| name | datachain-knowledge |
| description | Use whenever datasets, cloud storage buckets, or data pipelines are mentioned — creating, saving, querying, listing, exploring, deleting, or processing data in S3, GCS, Azure Blob, or local storage. Also use when running any script that may create datasets as a side effect. Maintains a knowledge base at dc-knowledge/ (JSON + markdown). ALWAYS use this skill when the user creates a dataset, saves pipeline output, runs a data script, or references any storage bucket. |
| triggers | ["what datasets exist","show me the schema","list datasets","datachain knowledge","update the knowledge base","refresh dataset docs","what's in this bucket","explore bucket","scan bucket","bucket overview","what files are in s3://","what files are in gs://","create dataset","save dataset","delete dataset","new dataset","build dataset","make dataset","generate dataset","save the results","save to dataset","s3://","gs://","az://","read_storage","from bucket","from s3","from gcs","process files","extract metadata","filter dataset","query dataset","run script","run pipeline","python scan","run scan"] |
Maintain a knowledge base at dc-knowledge/. .md files are the persistent
output. .json files are intermediate (generated in Step 3, consumed in
Step 4, then deleted).
CAST.md (sibling to this file) is the canonical methodology — the four
layers, naming + tagging, layer-ladder planning, calibration, dialogue
template, reuse rules, methodology transmission. Mode B reads it in full
as a precondition. When something methodology-related needs to change,
change CAST.md, not this file.
Critical Rules
CAST.md §6 owns the CAST-doctrine rules (follow CAST, never bypass
DataChain, C/A/S substrate mandatory, one script per stage, one
.save() per script). The rules below are operational additions unique
to this skill.
- Path is
dc-knowledge/ — NOT .datachain/. The .datachain/ directory is the internal database; the knowledge base lives at dc-knowledge/.
- Never pass
update=True to dc.read_storage() in Task or exploration code unless the user explicitly asks to refresh the listing. L1/L2/L3 build scripts are the exception (CAST.md §5).

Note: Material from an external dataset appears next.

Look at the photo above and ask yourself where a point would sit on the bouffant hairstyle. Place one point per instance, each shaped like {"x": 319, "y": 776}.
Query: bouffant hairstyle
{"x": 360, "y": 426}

- Prefer DataChain operations over plain Python for all metadata analysis.
- Bounded output — JSON and markdown files stay small regardless of data size.
- Stop on auth/connection errors —
bucket_scan.py runs a fast access check. If it exits with an error JSON on stderr, stop immediately and show the error to the user. Do not retry with different regions, profiles, or endpoints — ask for the missing credentials.
- Follow the enrichment prompt template literally in Step 4. Downstream tooling (
render_index.py, cast_layer resolution) parses the exact frontmatter the prompt prescribes.
Common gotchas in UDF scripts
parallel=N vs workers=N. parallel=N is local multiprocessing (works anywhere). workers=N is Studio-only and MUST be guarded: chain = chain.settings(parallel=N); if dc.is_studio(): chain = chain.settings(workers=N).
- No
from __future__ import annotations in UDF modules. It stringifies type hints and DataChain's signal-schema resolution rejects the string-vs-class mismatch.
- Type the UDF return precisely.
Iterator[object] / Iterator[Any] / bare dict fail schema resolution. Return a specific Iterator[T], a Pydantic BaseModel, or a primitive.
- Generators aren't subscriptable. Iterators returned by file APIs do not support
[:N]. Use enumerate + break, or list(...) only when the result is genuinely small.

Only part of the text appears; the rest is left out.